Fresh off the press from the Tribune. The Senate Education Committee has voted 7-2 (Y: Dan Patrick (R-Houston), Eddie Lucio (D-Brownsville), Donna Campbell (R-New Braunfels), Robert Duncan (R-Lubbock), Ken Paxton (R-McKinney), Kel Seliger (R-Amarillo) and Larry Taylor (R-Friendswood); N: Leticia Van de Putte (D-San Antonio) and Royce West (D-Dallas)) to advance the Curriculum reforming bill. Now, the bill just needs to pass the whole Senate before it is sent to Perry’s desk (the Tribune article insinuated this is an identical bill to the House; If it is not, there will be a conference committee requirement).

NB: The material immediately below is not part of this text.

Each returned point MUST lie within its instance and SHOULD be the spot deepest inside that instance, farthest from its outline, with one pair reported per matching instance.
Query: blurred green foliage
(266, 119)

The bill, which recently passed the house, essentially does two things. First, it lowers the number of standardized tests from 15 to 5 (Biology, U.S. History, Algebra I and a pair of English exams) that are required in order to graduate. That is probably a good thing, as those pesky little tests got a little overwhelming, when you are literally sacrificing valuable teaching time to prepare kids for the dreaded TAKS test. However, second, the bill lowers the standards needed in order to earn a diploma. Instead of four years of most core concepts, the requirements are lowered to three, and certain benchmark classes, most notably Algebra II, are nixed from the requirements. The new diploma would be from a much more remedial track, whereas the old track (the college preparatory one) would be considered “honors.”
In order to qualify for the coveted top 10% program at UT or A&M, one would need the honors diploma. I would imagine it would be a biggie for most colleges’ admissions, too. I have two big problems with this legislation: the whole idea of a remedial diploma plan in general, as well as, more specifically, the idea of nixing Algebra II.

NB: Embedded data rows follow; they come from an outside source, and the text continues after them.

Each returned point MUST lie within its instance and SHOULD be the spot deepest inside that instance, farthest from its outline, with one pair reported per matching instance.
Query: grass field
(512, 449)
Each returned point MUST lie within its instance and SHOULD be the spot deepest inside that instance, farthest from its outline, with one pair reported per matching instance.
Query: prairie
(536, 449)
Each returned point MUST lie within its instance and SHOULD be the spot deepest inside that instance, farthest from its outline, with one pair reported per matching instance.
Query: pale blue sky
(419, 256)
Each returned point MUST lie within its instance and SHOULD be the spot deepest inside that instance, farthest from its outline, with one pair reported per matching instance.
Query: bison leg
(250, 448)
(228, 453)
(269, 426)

First, I fear that, especially since this remedial track seems like it would be the default, many poorer students will be tricked into completing this track in order to more easily graduate from high school. Little will they probably know, however, that the “fast track” diploma is not the ticket to college the regular, vanilla diploma of the past was. Second, I actually do think that Algebra II is a valuable skill that our future workforce should be equipped with.

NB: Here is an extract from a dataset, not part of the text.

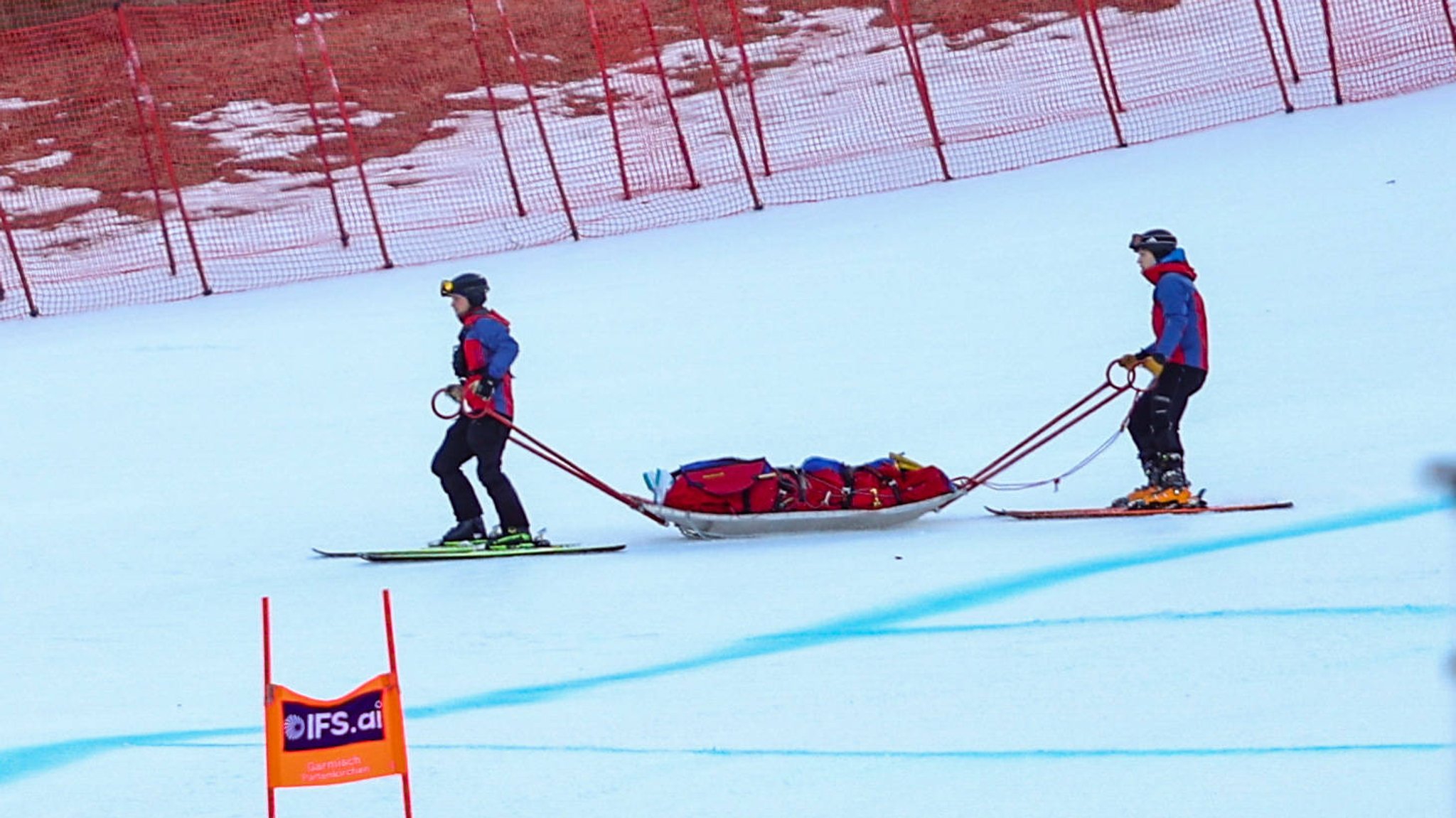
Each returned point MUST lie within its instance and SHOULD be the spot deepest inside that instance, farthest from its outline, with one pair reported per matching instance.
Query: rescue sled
(702, 526)
(750, 498)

For the record, I loathed math class while I was in High School, and I sure as heck am not using any complex math currently in my life (it never really goes beyond calculating gratuity when going dutch), but I can see that Algebra II was a good investment of my time. Pre-Calculus/Trigonometry was probably lost on me, but Algebra II was good. And besides, it isn’t like it is that advanced of a subject for High School. Most public school students take it their Junior, and not their Senior, years. I went to a Private School, so I took it in the 10th grade (my brother went to St. John’s, so he took it int he 9th grade), as does anyone in the AP/IB programs in HISD.
Watering down our school’s graduation requirements has never been a good idea. I was happy to see from legitimate Democratic opposition to this measure in the upper chamber.